The state House and Senate are coming up on crunch time regarding compliance with the state Supreme Court’s 2012 McCleary decision, in which justices ruled the state was not meeting its paramount duty on K-12 school funding. Lawmakers realistically must arrive at an agreement by the middle of this year, and it’s a safe bet that they are having numerous discussions and meetings with a range of public school stakeholders. We know what they are talking about, and that’s McCleary.

But who exactly is meeting with them? Why are legislators talking with these specific parties? When did the meetings take place? Why will a particular policy head in a certain direction? How did a decision get made in the way that it did? We don’t know, because legislators have largely exempted themselves from the Public Records Act. A story in Sunday’s edition of The Seattle Times highlighted the difficulty in getting that information through a records request by the Times and public radio Northwest News Network.

It’s a bipartisan problem. The request sought the legislative calendars of Democratic House Speaker Frank Chopp and Senate Democratic Minority Leader Sharon Nelson, Republican Senate Majority Leader Mark Schoesler and Republican House Minority Leader Dan Kristiansen. It also sought emails sent to and from the legislative leaders regarding the state’s budget and school funding. The response from all was a decided “No.”



They don’t want to even talk about the exemption; the Times reported Schoesler and Nelson did not respond to multiple requests for comment.

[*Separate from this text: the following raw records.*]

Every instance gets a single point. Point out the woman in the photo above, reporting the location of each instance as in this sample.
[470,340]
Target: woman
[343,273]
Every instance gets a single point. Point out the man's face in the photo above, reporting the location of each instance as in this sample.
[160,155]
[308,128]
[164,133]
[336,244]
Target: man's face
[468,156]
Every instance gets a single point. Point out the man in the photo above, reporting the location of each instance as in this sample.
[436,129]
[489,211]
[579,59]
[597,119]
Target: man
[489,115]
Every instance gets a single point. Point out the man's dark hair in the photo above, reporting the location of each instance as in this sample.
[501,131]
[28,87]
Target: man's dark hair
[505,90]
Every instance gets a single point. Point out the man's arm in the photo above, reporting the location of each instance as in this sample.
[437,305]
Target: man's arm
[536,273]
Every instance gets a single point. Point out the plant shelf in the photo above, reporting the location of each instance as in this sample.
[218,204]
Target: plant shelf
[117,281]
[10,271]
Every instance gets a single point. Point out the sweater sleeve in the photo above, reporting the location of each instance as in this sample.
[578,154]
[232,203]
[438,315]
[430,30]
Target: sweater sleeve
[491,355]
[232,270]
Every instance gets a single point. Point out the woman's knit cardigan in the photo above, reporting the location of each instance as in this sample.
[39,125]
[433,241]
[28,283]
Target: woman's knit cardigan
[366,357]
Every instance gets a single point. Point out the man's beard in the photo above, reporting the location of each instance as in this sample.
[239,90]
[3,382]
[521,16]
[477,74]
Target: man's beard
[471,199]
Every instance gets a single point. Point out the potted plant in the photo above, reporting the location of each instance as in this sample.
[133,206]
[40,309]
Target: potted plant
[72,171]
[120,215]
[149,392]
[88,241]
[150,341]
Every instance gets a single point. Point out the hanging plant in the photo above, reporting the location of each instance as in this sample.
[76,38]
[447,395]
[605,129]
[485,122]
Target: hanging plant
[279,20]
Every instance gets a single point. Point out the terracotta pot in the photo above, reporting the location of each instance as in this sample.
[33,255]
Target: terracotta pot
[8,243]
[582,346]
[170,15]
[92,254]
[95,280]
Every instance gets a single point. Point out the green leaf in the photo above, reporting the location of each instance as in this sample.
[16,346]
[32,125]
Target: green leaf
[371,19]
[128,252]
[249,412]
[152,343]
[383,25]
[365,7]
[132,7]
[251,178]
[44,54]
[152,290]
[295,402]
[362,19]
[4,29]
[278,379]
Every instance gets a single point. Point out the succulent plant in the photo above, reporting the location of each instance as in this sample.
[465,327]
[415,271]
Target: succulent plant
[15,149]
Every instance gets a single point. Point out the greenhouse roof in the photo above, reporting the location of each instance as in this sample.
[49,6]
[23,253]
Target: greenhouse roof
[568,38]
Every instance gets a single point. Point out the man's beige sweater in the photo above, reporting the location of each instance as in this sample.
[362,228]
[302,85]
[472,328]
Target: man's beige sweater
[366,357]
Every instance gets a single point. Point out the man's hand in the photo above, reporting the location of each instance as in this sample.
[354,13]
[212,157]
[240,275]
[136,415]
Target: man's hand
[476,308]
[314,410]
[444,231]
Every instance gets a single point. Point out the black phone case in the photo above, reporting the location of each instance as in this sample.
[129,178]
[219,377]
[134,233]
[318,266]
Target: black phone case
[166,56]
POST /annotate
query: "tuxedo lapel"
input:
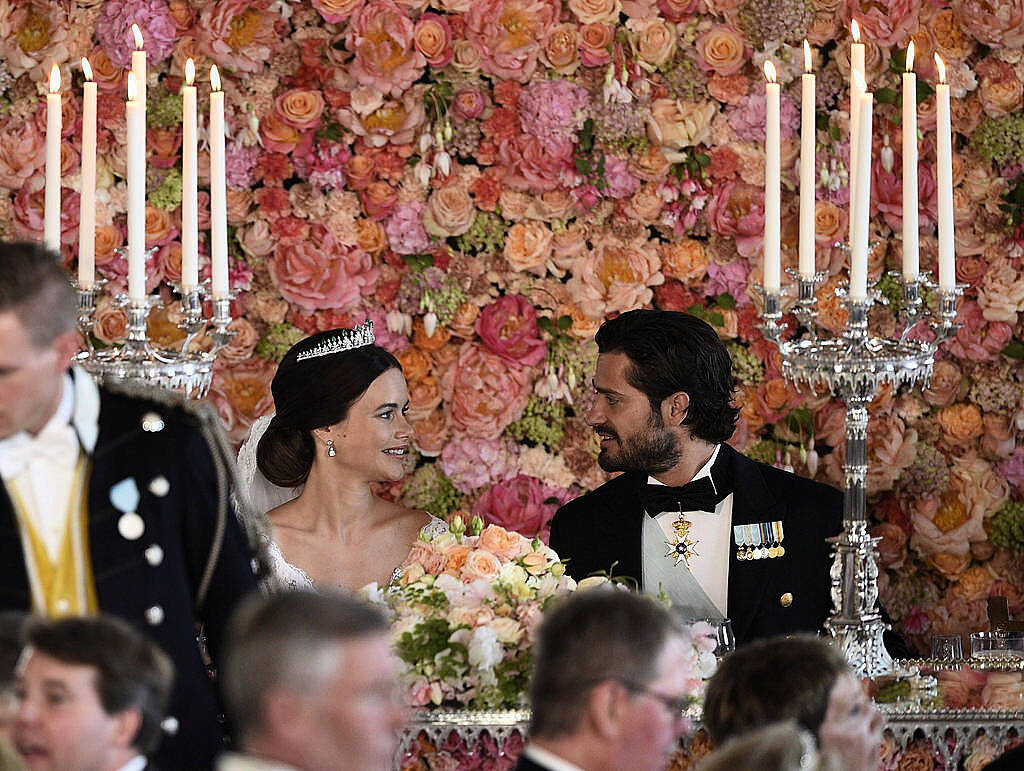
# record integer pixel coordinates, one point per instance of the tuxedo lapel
(752, 503)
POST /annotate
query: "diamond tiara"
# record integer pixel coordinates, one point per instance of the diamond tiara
(345, 340)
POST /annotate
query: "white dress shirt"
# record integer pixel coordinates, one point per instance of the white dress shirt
(713, 537)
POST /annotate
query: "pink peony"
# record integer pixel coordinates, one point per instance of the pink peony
(484, 394)
(508, 327)
(509, 34)
(380, 35)
(318, 272)
(518, 505)
(239, 34)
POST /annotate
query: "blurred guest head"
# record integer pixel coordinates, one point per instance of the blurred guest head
(797, 678)
(92, 692)
(309, 680)
(38, 338)
(609, 683)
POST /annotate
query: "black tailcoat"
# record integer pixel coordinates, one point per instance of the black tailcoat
(156, 589)
(602, 528)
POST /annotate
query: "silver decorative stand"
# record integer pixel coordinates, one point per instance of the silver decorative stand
(138, 361)
(853, 366)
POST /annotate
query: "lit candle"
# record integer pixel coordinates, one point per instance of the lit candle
(857, 87)
(135, 114)
(87, 209)
(189, 183)
(862, 177)
(910, 258)
(944, 175)
(218, 190)
(138, 65)
(773, 181)
(51, 197)
(807, 168)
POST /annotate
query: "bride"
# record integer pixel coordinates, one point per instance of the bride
(340, 425)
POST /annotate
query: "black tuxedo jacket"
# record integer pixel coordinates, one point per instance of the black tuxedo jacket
(156, 589)
(601, 531)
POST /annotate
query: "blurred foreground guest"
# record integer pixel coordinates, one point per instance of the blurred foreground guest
(802, 679)
(310, 684)
(609, 685)
(781, 746)
(113, 501)
(92, 693)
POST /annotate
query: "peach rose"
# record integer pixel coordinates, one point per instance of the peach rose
(679, 124)
(527, 246)
(500, 542)
(721, 49)
(653, 40)
(480, 565)
(450, 212)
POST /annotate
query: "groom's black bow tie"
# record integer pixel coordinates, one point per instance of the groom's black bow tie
(696, 496)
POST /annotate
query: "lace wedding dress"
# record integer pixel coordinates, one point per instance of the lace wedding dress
(265, 496)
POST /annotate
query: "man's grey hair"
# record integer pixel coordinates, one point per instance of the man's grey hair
(288, 641)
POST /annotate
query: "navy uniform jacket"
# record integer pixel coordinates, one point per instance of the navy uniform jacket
(154, 581)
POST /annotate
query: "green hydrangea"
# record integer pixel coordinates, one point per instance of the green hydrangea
(429, 489)
(1008, 526)
(163, 110)
(486, 234)
(542, 423)
(278, 340)
(167, 195)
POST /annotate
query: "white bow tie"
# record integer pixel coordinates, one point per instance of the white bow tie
(54, 445)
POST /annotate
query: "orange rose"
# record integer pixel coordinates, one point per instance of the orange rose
(527, 246)
(561, 49)
(480, 564)
(684, 259)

Chopp and Kristiansen declined requests for interviews, though later, in separate statements through staff, said that they’d be willing to review how state records laws apply to lawmakers after legislative session concludes. But that does nothing for a public that wants to know now what is happening now on school funding.

The state’s Public Records Act arose out of 1972’s Initiative 276, to which voters gave 72 percent approval. But lawmakers apparently are relying on language that predates the initiative, in which “reports or correspondence made or received by or in any way under the personal control of the individual members of the Legislature” are not public record. Other elected state officials, including Gov. Jay Inslee, have opened emails and calendars to public view.

Washington prides itself on being a leader in records access. But on this issue, the state lags behind at least a dozen other states that require lawmakers to release some or all of their emails or calendar items. As a result, the public is largely in the dark about current decisions that carry a tremendous impact on future generations of students. The public and our current and future K-12 students deserve to know not just the what of education policy, but the who, why, when, where and how.